イオンドットコム デジタルマーケティング事業本部 本部長 安岡智史氏。大学卒業後、コンテンツプロバイダを経て2006年に楽天入社。 大手ECモールにおけるWeb解析ツールの導入やグロースハックを推進するチームのマネジメントを経験後、マーケティングセクションにてWeb行動データとCRMデータを統合した分析環境の構築やロイヤルティープログラムの開発に従事。 15年イオングループに転じ、オフラインデータの活用や、デジタルマーケティング全般を担当
イオンドットコム デジタルマーケティング事業本部 本部長 安岡智史氏。大学卒業後、コンテンツプロバイダを経て2006年に楽天入社。 大手ECモールにおけるWeb解析ツールの導入やグロースハックを推進するチームのマネジメントを経験後、マーケティングセクションにてWeb行動データとCRMデータを統合した分析環境の構築やロイヤルティープログラムの開発に従事。 15年イオングループに転じ、オフラインデータの活用や、デジタルマーケティング全般を担当

 楽天市場の運営に携わるのは、コンサルタントだけではない。当たり前だが、楽天自身もより売れるサイト設計を追究し続ける必要がある。楽天でそうした役割を担うのが、ECカンパニー編成部と呼ばれる部門だ。楽天市場のUI(ユーザーインターフェース)の開発、メールマガジンや特集ページの制作などが主務となる。膨大なアクセスデータを解析して、UIやマーケティング施策の改善に日々取り組んでいる。

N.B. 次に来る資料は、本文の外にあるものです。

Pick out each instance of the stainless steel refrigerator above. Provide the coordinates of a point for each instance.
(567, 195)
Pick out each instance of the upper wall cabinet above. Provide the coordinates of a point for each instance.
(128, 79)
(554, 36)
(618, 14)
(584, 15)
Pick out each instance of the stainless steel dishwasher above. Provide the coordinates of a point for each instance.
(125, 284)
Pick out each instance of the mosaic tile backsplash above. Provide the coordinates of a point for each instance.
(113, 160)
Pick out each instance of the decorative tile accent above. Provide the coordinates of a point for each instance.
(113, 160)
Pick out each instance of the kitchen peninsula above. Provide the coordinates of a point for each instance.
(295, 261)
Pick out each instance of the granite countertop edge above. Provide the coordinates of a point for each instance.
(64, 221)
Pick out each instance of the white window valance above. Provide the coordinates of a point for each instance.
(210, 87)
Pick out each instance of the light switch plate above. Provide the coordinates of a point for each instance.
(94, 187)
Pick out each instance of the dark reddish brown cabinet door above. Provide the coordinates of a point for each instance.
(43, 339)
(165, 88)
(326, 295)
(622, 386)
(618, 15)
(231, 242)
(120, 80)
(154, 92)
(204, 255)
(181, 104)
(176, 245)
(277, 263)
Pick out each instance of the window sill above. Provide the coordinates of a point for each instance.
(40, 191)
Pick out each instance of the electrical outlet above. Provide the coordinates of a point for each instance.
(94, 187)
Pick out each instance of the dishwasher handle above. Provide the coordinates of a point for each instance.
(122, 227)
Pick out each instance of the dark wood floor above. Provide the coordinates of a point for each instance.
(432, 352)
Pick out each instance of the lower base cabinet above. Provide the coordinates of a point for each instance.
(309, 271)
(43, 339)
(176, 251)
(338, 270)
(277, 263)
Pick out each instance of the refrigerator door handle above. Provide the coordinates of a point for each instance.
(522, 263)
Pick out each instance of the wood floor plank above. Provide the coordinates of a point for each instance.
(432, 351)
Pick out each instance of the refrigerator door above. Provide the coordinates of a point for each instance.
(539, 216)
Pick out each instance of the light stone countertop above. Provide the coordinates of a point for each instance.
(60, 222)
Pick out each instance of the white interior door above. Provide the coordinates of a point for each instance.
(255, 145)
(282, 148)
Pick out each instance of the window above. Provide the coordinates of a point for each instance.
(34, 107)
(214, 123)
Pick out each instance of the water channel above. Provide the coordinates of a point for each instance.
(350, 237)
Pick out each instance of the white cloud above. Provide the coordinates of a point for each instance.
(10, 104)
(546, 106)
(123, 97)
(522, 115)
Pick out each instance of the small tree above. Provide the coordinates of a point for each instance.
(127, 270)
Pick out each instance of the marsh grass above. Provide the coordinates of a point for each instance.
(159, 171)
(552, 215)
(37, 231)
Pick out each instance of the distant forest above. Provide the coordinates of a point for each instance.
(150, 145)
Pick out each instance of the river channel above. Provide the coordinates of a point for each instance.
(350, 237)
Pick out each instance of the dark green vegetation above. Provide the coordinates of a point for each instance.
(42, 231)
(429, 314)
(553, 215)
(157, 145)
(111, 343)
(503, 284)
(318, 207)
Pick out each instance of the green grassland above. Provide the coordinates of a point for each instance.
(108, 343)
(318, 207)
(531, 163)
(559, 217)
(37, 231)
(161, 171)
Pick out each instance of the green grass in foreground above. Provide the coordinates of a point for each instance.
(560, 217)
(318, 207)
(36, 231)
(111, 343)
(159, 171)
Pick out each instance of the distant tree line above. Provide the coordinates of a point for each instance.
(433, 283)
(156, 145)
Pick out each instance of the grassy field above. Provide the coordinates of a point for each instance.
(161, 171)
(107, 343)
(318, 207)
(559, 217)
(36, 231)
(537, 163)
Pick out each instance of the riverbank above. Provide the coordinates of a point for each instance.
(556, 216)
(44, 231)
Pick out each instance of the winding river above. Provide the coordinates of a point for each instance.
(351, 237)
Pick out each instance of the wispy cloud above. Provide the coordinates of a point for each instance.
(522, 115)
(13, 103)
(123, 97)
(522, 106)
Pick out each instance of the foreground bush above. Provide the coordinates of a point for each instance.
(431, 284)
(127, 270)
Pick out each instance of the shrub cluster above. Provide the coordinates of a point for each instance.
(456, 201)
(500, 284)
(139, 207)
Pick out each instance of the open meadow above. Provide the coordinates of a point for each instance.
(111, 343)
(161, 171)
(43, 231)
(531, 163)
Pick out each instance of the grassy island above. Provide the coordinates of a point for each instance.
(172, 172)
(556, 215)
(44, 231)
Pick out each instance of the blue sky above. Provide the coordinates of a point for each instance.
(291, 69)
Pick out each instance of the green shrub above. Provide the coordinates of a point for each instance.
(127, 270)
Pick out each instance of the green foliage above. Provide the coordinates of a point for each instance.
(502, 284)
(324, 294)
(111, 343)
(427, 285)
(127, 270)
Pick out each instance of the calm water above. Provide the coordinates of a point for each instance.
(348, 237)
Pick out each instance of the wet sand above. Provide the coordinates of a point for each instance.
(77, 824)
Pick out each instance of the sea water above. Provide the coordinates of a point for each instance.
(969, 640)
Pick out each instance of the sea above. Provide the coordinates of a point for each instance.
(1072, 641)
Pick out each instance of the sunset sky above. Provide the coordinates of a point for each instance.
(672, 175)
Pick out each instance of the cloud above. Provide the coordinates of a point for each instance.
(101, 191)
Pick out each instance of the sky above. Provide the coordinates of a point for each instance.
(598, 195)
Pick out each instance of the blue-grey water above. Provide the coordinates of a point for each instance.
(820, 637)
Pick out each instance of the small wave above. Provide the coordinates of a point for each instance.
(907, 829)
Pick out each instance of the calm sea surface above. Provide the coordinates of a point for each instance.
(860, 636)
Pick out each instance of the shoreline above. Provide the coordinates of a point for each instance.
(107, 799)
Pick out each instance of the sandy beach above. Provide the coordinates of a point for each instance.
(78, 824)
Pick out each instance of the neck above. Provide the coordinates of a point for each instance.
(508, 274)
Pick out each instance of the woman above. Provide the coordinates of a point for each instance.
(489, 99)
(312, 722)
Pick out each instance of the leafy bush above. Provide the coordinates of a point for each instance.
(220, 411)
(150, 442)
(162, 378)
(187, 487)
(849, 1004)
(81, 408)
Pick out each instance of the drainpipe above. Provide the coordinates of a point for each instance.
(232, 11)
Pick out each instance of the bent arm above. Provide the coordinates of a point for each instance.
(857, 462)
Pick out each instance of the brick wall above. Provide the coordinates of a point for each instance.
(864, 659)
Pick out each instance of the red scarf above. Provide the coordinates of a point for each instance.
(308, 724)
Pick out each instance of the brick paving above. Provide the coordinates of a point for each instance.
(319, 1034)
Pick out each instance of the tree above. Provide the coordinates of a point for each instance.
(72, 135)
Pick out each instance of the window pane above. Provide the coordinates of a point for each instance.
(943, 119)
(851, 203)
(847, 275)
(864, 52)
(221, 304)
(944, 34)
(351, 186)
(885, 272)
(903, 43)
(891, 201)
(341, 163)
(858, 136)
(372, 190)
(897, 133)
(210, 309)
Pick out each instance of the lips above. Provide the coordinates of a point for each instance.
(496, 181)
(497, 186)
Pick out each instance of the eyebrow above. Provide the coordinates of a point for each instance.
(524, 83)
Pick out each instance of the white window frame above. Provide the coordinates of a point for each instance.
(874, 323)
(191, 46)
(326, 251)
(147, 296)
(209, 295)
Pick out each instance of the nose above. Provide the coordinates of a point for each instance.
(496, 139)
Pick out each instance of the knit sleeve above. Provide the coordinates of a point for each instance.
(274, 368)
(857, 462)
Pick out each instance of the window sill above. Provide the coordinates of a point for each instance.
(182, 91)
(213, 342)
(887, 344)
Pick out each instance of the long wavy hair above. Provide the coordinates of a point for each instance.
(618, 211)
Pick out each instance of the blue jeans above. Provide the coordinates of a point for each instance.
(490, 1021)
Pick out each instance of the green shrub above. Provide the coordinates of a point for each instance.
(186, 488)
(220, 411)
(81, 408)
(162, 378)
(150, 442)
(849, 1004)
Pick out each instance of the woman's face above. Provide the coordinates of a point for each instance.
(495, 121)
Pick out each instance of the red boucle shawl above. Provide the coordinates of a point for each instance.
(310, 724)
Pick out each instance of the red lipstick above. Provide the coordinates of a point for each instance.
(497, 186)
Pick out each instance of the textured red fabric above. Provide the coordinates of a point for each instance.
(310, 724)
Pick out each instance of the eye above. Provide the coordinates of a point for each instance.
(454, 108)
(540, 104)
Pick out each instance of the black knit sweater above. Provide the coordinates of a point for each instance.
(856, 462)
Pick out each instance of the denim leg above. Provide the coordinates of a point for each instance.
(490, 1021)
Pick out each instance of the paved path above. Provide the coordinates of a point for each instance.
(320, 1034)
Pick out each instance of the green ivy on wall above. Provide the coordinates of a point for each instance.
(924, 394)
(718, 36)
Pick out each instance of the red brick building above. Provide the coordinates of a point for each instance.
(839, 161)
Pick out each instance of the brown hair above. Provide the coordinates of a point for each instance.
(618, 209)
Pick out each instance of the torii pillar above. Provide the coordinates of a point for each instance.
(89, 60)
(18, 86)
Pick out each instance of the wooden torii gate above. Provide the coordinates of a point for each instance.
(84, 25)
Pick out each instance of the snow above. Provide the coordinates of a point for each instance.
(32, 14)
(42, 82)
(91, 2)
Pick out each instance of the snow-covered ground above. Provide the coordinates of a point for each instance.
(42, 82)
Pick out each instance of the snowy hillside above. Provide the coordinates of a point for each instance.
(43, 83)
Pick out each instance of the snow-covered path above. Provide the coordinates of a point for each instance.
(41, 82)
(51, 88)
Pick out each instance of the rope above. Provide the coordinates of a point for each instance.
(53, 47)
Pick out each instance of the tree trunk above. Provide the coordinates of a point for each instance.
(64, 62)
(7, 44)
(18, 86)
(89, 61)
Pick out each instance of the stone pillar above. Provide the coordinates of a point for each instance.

 大量のアクセスログや購買データが集まる、日本有数のプラットフォームである楽天市場は、データドリブンなマーケティングの知識や経験を身に付ける格好の場だ。イオンドットコムでデジタルマーケティング事業本部長を務める安岡智史氏は、そうしたデータ・ドリブン・マーケティングのノウハウを得るべく、2006年に中途採用で楽天に入社した。「より広範囲の顧客を対象としたネット企業で経験を積みたいと考えた」と安岡氏は振り返る。

 安岡氏が所属を希望したのが、楽天のECカンパニー編成部だった。データに基づき楽天市場を改善していく経験を積める点に、将来的なキャリアパスを描くうえで魅力を感じたという。安岡氏はECカンパニー編成部を中心に、10年間にわたって楽天でデジタルマーケティング業務を担当した。

 楽天に入社した安岡氏はまずデータ解析の基盤の整備に取り組んだ。出店者から募ったさまざまな懸賞を集めた、新規顧客開拓を目的としたサイト「懸賞広場」の解析を安岡氏は任された。ところが、「メールマガジンのクリック数と、PVぐらいしかデータがなかった」(安岡氏)。安岡氏が入社した06年の時点でも、月間のPV数は1億に達するなど、相当な量のデータを楽天は持っていた。にもかかわらず、きちんと解析できる土壌が整っていないのは宝の持ち腐れだと安岡氏は考えた。

 そこで、より詳細にサイトの分析をするために、安岡氏は解析ソフトOmniture(オムニチュア、現Adobe Analytics)の導入を楽天の三木谷浩史社長に直訴した。導入はすぐに決まった。提案した安岡氏は、導入プロジェクトの責任者になった。